When people think of guard dogs, they often think of breeds like Alsatians or Dobermans. But while Alsatians will make all kinds of noise and become exercised in the presence of intruders, Dobermans behave quite differently.
A Doberman will happily let intruders into the building they’re protecting, but they are equally keen that their uninvited guests don’t leave. Perhaps surprisingly, this approach applies particularly well to banking application fraud. Let me explain.
Identity fraud continues to grow and the arrival of digital channels is bringing a whole new scale to an old crime. These two trends combine to make it easy, cost effective and low-risk for criminals to perpetrate application fraud.
With the low black-market cost and high availability of personal identifiable information (PII) and stolen identities on the dark web, fraudsters have changed their focus to application fraud for credit cards, personal loans, and deposit products.
The anonymity and ease of online and mobile applications helps fraudsters use stolen or synthetic IDs to gain credit, bust out funds, and disappear. The other rising trend – specific to the digital channel – is the use of compromised credentials for the purposes of Account Takeover.
Competing pressures in financial services
There are competing pressures in financial services; institutions must balance onboarding new clients to grow the book of business with the risk of fraud losses. Customers have decided they want a robust digital channel for banking, with instant access to products and services. This trend will only continue given that there are already 100 million digital natives in the United States, Canada and the UK alone and their ranks continue to grow.
For these customers, immediacy is the expectation, with smartphones the default for both interaction with one’s bank and making transactions. And with more competition and regulation to streamline bank-switching, institutions need to reduce points of friction such as paper-based applications, mandatory branch visits and overly complex questions that cause abandonment. However, fraudsters are feeding off the anonymity these conditions provide.
Too many declined applications impedes growth and costs time and money, and it can also unnecessarily inconvenience legitimate customers. In the US, it also inconveniences banks; under the Equal Credit Opportunity Act (ECOA), banks must tell customers why their application was rejected – or that they have the right to find out.
Keeping the good customers happy and the bad actors out is, needless to say, more complicated than it might first seem. But creating a gate at the point of application is not the only way.
Dobermans, Application Fraud and Account Monitoring
So can a fraud detection system work without slowing down growth and providing a frictionless experience for honest customers?
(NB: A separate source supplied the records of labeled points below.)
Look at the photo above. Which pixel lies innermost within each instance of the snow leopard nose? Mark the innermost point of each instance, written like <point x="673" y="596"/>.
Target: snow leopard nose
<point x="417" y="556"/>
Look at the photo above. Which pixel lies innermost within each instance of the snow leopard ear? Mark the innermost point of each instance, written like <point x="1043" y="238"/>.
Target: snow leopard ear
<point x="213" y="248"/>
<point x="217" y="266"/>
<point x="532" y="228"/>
One way to do this is with a soft decline, which doesn’t reject an application outright but can flag the application for review by the origination system, which may approve the new account with ongoing post-book account monitoring. Remember the doberman?
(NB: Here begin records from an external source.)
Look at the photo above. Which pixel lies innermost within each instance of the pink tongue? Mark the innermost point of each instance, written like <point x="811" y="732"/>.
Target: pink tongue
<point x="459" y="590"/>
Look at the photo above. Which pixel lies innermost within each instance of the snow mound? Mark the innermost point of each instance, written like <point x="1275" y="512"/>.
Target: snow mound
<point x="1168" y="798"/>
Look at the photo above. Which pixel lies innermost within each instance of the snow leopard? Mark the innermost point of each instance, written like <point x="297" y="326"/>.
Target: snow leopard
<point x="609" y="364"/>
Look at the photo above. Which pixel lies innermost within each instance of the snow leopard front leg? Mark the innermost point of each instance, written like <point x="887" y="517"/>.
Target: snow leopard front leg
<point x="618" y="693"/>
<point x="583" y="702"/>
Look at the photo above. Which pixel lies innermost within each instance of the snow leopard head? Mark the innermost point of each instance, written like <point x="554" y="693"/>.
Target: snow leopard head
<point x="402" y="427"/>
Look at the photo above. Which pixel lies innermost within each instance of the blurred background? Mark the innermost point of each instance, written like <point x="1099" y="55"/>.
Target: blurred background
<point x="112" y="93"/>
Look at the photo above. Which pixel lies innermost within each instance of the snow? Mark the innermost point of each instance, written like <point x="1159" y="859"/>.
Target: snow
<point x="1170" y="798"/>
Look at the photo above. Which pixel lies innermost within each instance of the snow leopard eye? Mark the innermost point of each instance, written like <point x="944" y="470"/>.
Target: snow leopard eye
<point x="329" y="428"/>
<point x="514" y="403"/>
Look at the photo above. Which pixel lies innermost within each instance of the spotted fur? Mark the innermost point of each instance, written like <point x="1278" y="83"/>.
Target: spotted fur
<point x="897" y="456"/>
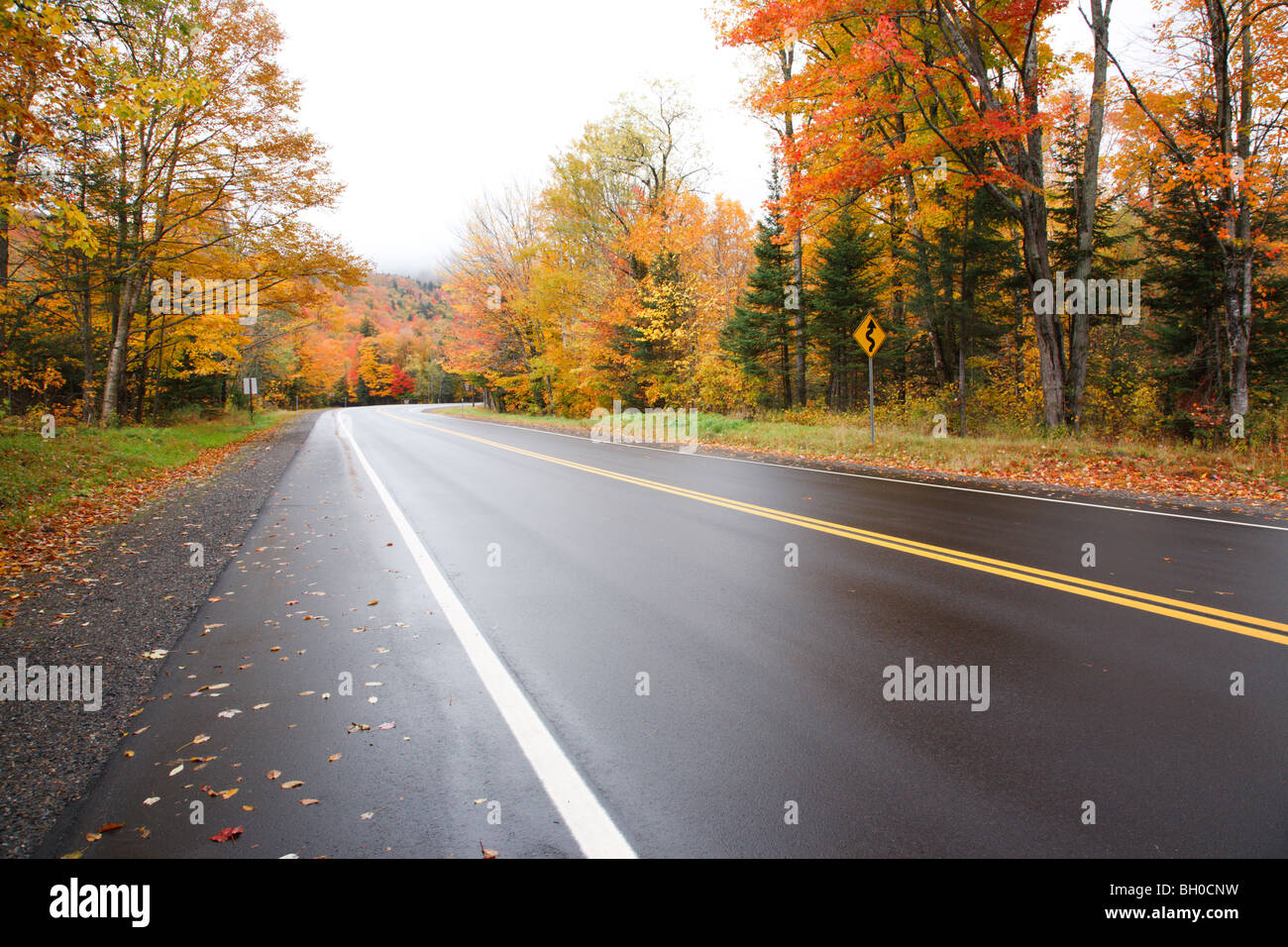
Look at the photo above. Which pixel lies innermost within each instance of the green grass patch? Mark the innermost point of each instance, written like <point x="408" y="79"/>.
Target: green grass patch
<point x="40" y="475"/>
<point x="819" y="436"/>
A robust Application Fraud and Account Monitoring system gives institutions the tools to better understand customer risk. This works from the application and throughout the account lifecycle by looking at suspicious details and customer relationships, as well as customer behaviour while ensuring legitimate customers have a smooth experience.
Just like a Doberman, a fraud detection system can let an application through, then continue to monitor the account for behavior indicative of Early Term Default, Bust-out Fraud, or Account Take Over. Just like the Doberman – if you let them in, don’t let them out!